Fresh as a daisy after spending three hours ranting, raving and roaring at the world, self-styled avenger of the people and the UK’s Gammon-in-Chief, Piers Morgan, was seen storming out of Television Centre at the conclusion of today’s edition of Good Morning Britain.
Brushing aside hordes of adoring fans all of whom were desperate to touch the hem of his ill-fitting suit jacket he yelled: “What the hell are you lot doing out of your houses? Morons like you are why we are now in this position. Get back to your homes immediately.”
Then almost ripping the door off a waiting limousine he barked to driver, “Ten Downing Street, mate, and bloody well get a move on. I’ve got a country to save from catastrophic levels of bungling political incompetence.”
Fifty-something female Morgan fan, Daphne Barnes, wiping her brow with a sweat-drenched flannel cooed, “Oh isn’t he fantastic.

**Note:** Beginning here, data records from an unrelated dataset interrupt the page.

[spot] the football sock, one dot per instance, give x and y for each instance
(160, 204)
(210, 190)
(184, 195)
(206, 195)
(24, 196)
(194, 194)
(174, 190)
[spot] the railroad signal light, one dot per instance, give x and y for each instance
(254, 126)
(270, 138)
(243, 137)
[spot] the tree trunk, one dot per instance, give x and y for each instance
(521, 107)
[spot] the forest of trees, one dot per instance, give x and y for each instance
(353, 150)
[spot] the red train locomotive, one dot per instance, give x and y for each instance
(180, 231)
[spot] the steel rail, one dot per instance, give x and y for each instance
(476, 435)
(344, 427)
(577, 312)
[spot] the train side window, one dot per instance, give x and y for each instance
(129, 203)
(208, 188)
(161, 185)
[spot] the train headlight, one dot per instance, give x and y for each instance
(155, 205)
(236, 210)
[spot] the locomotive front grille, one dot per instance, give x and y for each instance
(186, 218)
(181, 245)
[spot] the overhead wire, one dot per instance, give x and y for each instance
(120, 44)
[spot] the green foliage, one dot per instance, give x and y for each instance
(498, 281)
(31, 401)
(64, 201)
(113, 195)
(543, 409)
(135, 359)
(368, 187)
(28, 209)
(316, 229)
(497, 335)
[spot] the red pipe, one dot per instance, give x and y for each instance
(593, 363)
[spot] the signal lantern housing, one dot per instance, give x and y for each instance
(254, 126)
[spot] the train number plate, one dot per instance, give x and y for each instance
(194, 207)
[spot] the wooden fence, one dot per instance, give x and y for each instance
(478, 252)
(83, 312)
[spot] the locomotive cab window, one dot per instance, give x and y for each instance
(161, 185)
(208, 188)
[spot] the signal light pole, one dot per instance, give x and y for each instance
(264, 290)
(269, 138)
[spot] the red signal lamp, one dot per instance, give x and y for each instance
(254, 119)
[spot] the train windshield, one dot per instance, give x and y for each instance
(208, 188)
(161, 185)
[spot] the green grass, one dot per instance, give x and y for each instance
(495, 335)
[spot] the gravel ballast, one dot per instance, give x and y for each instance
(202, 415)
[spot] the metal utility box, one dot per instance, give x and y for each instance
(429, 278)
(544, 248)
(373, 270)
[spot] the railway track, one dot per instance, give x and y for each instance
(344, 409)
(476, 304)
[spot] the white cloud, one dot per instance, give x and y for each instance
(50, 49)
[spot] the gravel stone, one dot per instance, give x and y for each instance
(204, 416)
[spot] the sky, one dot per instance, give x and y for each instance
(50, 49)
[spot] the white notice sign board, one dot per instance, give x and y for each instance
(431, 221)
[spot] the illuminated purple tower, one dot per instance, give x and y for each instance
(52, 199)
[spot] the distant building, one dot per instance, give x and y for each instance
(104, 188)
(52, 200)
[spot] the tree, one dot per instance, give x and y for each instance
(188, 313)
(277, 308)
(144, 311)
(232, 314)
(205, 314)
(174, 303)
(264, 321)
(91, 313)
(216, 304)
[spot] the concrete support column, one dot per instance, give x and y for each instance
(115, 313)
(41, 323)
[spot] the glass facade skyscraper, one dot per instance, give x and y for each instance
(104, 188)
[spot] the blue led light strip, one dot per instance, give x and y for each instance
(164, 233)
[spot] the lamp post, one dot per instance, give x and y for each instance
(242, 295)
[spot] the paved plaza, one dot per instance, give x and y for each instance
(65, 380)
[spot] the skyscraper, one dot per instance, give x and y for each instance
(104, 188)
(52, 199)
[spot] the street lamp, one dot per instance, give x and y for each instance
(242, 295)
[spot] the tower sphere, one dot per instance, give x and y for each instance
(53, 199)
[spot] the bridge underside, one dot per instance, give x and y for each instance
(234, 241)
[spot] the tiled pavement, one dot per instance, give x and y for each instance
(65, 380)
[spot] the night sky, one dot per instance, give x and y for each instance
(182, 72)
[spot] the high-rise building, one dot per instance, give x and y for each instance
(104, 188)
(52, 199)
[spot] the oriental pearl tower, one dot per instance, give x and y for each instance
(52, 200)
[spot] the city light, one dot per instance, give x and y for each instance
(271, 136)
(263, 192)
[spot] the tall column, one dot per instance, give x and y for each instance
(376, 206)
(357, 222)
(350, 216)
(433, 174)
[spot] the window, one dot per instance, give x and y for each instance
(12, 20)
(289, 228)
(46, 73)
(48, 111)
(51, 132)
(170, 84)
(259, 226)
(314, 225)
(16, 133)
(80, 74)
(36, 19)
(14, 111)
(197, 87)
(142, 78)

If only we could have him as our leader we’d not be in this terrible position now.”
Alan Edmonds, another fan and a 10th dan idiot said, “You gotta hand it to Piers. He says what we all think and he’s not afraid to say it either. He doesn’t let any of them MPs away with a thing.”
“I suppose his only real fault is that you never know what point the person he’s grilling is actually trying to make, but that’s OK, because obviously it’s always wrong… or else Piers wouldn’t get so worked up.”